Fed's Evans: Open to December Taper, But Best Hold Off

USA

A top Federal Reserve official said on Friday he was open to reducing the U.S. central bank's bond buying stimulus program this month, although he would like to see a stronger labor market first.

Chicago Fed President Charles Evans said hiring data released earlier in the day showed the economy was improving, but he wasn't fully convinced it was time to reduce the pace of bond buying.

"I'll be open-minded," Evans said in an interview with Reuters Insider when asked about the December meeting. "Everything else (being) equal, I would like to see a couple of months of good numbers, but this was improvement."

Fed policymakers meet on December 17-18 and the future of their $85-billion-a-month bond-buying program looms large on the agenda, after officials said at their last meeting they would look to scaling back the stimulus in the next few months.

The program aims to help the economy by making it cheaper for businesses to invest and workers to buy homes but several years of slow, steady job growth, as well as concerns that the bond-buying might be fueling bubbles in corners of the economy, suggest the purchases may be reaching their use-by date.

Labor Department data showed that the jobless rate fell in November to a five-year low at 7 percent and employers added more new jobs to their payrolls than expected.
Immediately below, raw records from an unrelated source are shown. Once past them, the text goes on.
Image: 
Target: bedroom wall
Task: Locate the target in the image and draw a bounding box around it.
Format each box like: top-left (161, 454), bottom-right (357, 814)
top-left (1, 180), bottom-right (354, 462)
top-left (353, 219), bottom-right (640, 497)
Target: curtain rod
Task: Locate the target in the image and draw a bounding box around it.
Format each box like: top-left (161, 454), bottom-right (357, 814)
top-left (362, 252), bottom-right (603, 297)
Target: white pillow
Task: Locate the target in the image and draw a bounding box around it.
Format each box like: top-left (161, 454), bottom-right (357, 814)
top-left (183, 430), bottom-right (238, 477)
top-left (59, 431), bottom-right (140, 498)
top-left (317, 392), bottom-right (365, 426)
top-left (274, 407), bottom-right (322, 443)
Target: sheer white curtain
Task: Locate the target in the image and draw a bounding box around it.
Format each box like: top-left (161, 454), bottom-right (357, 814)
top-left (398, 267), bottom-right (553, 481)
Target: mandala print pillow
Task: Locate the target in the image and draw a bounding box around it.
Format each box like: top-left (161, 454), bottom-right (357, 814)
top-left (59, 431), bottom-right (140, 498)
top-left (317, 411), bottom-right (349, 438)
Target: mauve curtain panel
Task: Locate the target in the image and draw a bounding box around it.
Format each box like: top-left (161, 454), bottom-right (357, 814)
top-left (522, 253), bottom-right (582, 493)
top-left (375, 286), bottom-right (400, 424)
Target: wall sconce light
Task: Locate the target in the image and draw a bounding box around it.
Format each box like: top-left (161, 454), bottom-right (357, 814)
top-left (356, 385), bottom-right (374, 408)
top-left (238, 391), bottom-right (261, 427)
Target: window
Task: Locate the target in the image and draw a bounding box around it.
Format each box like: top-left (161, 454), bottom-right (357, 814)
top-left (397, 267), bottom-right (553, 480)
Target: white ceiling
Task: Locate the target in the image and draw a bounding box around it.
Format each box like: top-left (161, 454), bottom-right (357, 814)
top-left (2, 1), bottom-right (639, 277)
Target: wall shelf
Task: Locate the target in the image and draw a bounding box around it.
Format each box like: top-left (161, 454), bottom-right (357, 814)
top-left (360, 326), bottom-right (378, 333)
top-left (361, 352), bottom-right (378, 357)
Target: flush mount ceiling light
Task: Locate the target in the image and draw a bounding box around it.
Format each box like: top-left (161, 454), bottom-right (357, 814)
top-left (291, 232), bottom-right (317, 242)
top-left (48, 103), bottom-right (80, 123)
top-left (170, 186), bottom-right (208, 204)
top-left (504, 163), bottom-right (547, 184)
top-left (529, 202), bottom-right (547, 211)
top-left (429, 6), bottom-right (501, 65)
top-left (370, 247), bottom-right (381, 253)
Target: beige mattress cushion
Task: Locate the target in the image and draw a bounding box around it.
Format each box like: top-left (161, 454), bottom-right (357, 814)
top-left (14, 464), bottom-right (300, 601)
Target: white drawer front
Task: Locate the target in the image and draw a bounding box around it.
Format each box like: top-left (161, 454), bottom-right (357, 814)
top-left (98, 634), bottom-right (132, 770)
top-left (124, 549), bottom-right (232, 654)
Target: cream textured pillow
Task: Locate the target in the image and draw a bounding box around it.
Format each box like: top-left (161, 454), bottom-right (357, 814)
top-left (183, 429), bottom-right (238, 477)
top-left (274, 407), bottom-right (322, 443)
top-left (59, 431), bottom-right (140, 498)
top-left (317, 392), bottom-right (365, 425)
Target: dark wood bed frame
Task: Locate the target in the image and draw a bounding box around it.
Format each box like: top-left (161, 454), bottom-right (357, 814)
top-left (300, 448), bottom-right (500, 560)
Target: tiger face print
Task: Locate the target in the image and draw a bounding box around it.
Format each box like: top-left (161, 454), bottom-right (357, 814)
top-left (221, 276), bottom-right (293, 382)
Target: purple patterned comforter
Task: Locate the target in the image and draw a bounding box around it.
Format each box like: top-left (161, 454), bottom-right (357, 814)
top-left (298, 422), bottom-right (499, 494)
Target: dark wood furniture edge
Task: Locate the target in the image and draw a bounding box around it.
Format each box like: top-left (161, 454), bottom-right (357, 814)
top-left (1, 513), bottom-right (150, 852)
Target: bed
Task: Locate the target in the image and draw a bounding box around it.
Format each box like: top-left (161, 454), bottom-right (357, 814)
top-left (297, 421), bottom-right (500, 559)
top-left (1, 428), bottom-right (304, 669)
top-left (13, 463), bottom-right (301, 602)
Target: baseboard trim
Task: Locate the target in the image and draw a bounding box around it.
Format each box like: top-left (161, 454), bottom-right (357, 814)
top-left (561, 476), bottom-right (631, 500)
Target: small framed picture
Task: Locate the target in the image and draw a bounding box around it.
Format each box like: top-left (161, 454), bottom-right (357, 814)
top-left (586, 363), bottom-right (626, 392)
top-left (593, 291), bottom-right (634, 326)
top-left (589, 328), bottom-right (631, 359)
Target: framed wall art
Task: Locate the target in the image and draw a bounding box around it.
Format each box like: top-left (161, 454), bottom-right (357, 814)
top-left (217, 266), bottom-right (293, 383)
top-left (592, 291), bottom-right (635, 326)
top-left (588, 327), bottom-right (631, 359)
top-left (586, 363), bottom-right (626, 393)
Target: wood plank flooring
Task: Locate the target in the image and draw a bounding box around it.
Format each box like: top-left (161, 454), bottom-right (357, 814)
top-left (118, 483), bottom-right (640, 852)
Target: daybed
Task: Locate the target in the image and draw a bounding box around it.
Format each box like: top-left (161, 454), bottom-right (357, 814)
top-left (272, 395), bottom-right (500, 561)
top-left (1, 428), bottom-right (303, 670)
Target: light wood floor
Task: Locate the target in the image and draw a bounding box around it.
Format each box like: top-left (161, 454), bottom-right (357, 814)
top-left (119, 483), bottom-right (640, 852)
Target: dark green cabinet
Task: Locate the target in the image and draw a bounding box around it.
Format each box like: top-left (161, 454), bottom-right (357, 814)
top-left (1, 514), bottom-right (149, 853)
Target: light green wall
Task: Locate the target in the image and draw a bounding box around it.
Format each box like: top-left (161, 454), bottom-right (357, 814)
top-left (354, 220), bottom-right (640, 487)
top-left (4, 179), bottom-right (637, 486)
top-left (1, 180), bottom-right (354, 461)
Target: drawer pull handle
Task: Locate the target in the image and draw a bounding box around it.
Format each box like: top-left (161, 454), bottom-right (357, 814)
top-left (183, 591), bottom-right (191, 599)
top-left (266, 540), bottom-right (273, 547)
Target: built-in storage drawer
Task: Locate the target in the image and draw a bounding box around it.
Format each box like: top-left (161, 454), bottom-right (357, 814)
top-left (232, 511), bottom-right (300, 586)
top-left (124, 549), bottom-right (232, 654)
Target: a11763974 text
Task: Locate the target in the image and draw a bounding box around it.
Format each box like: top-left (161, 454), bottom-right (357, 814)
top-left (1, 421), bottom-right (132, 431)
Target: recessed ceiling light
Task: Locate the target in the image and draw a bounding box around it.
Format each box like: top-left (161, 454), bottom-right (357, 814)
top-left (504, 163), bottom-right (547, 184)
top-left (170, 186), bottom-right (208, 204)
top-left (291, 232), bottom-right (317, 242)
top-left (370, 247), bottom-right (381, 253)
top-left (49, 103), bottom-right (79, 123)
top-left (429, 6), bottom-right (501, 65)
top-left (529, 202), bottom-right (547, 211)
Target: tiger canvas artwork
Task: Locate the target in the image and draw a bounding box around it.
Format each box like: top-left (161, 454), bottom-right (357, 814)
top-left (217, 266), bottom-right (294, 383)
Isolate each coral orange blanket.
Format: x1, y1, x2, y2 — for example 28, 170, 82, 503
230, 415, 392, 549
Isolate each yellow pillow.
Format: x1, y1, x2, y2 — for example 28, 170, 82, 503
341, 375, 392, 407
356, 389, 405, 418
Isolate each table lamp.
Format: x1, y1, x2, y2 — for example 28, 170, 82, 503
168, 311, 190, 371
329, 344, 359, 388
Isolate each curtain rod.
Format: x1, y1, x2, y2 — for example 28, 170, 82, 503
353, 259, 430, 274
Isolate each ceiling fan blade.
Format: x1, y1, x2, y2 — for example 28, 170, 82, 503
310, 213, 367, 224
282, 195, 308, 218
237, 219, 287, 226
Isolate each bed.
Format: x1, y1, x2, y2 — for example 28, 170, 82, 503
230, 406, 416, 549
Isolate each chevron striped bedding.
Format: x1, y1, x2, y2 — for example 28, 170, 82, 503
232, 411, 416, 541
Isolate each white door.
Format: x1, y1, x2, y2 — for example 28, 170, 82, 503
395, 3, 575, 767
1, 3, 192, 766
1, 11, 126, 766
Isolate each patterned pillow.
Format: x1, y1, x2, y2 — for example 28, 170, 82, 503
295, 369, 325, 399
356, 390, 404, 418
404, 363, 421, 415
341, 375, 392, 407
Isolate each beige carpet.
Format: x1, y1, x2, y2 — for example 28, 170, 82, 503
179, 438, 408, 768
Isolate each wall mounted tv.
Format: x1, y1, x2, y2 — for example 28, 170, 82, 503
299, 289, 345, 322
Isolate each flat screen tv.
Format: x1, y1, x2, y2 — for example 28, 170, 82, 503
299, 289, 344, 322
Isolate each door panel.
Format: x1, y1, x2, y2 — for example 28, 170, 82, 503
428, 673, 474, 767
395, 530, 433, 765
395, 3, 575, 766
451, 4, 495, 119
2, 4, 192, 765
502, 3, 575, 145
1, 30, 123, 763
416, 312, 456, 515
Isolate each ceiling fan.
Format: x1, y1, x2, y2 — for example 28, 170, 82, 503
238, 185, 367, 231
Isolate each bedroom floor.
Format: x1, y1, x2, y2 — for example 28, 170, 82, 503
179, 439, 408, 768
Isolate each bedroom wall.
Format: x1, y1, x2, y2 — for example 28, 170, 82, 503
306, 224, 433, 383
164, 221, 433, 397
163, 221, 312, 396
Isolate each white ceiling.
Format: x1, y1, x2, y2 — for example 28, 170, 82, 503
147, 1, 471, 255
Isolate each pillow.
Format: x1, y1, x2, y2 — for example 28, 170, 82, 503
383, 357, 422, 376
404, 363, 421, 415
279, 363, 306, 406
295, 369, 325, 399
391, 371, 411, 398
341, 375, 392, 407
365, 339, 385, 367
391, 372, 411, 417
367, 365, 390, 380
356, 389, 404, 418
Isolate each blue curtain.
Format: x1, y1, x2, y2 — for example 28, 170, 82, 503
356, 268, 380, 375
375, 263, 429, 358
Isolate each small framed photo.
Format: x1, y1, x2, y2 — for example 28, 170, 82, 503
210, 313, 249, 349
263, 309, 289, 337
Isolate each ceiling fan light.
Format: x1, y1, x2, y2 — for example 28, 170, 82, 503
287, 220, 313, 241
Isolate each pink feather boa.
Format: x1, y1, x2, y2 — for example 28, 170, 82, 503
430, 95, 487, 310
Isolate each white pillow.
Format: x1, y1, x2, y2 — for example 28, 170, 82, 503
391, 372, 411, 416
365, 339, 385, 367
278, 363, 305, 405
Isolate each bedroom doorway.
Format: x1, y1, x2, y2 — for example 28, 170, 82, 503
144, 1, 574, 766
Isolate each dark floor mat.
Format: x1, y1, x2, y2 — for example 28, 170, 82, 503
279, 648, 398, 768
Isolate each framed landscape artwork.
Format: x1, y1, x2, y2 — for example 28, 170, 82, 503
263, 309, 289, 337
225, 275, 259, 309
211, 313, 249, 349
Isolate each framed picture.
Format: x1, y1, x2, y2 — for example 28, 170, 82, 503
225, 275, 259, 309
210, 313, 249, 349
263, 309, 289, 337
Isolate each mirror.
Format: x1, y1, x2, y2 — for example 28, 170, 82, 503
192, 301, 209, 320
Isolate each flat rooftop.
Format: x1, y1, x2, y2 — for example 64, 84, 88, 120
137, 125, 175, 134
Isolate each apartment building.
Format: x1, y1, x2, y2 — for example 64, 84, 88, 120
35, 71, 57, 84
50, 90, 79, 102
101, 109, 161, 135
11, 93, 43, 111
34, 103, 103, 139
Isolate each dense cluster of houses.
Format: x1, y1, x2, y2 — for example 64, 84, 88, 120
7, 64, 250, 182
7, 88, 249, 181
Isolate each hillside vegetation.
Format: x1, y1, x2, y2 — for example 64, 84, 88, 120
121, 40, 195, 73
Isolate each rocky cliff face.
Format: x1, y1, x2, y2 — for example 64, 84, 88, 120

Evans is a voting member on the Fed's policy-setting committee this year and has been an outspoken advocate for the institution's efforts to nurse the economy back to health following the 2007-09 recession.

In the interview, he reiterated his view that the Fed should provide more clarity about the future path of interest rates, which could compensate for an eventual tapering of bond purchases.

One way to do this, he said, would be for the Fed to promise not to raise interest rates until the jobless rate falls to 6 percent. Currently, the Fed has pledged to keep rates near zero at least until unemployment hits 6.5 percent, as long as inflation does not threaten to rise above 2.5 percent.

If policymakers lowered the threshold at the same time as they start to reduce bond purchases, he said, the central bank would be "maintaining the same level of accommodation."

Earlier this year, when Fed Chairman Ben Bernanke signaled the Fed was starting to consider winding down the bond buys, investors pushed up borrowing costs so much that some worried this could undercut the still-fragile recovery.

Startled Fed officials have since stressed that reducing bond buying does not mean they will raise rates sooner than necessary, and Evans said markets were getting that message.

"The key thing is provide a sufficient amount of confidence to the public and the markets that we are going to continue to provide as much accommodation as is necessary," he said.

While encouraged about progress on the jobs front, Evans said he was "certainly nervous" about inflation that continues to run well below the Fed's 2 percent target.

In the year through October, the gauge of inflation targeted by the Fed rose just 0.7 percent. Another reading that strips out food and energy rose a little more quickly, gaining 1.1 percent. Evans said this core reading was a better measure of the inflation outlook, but it was troubling nonetheless.

"We need to defend our inflation goal from below as well as from above," Evans said.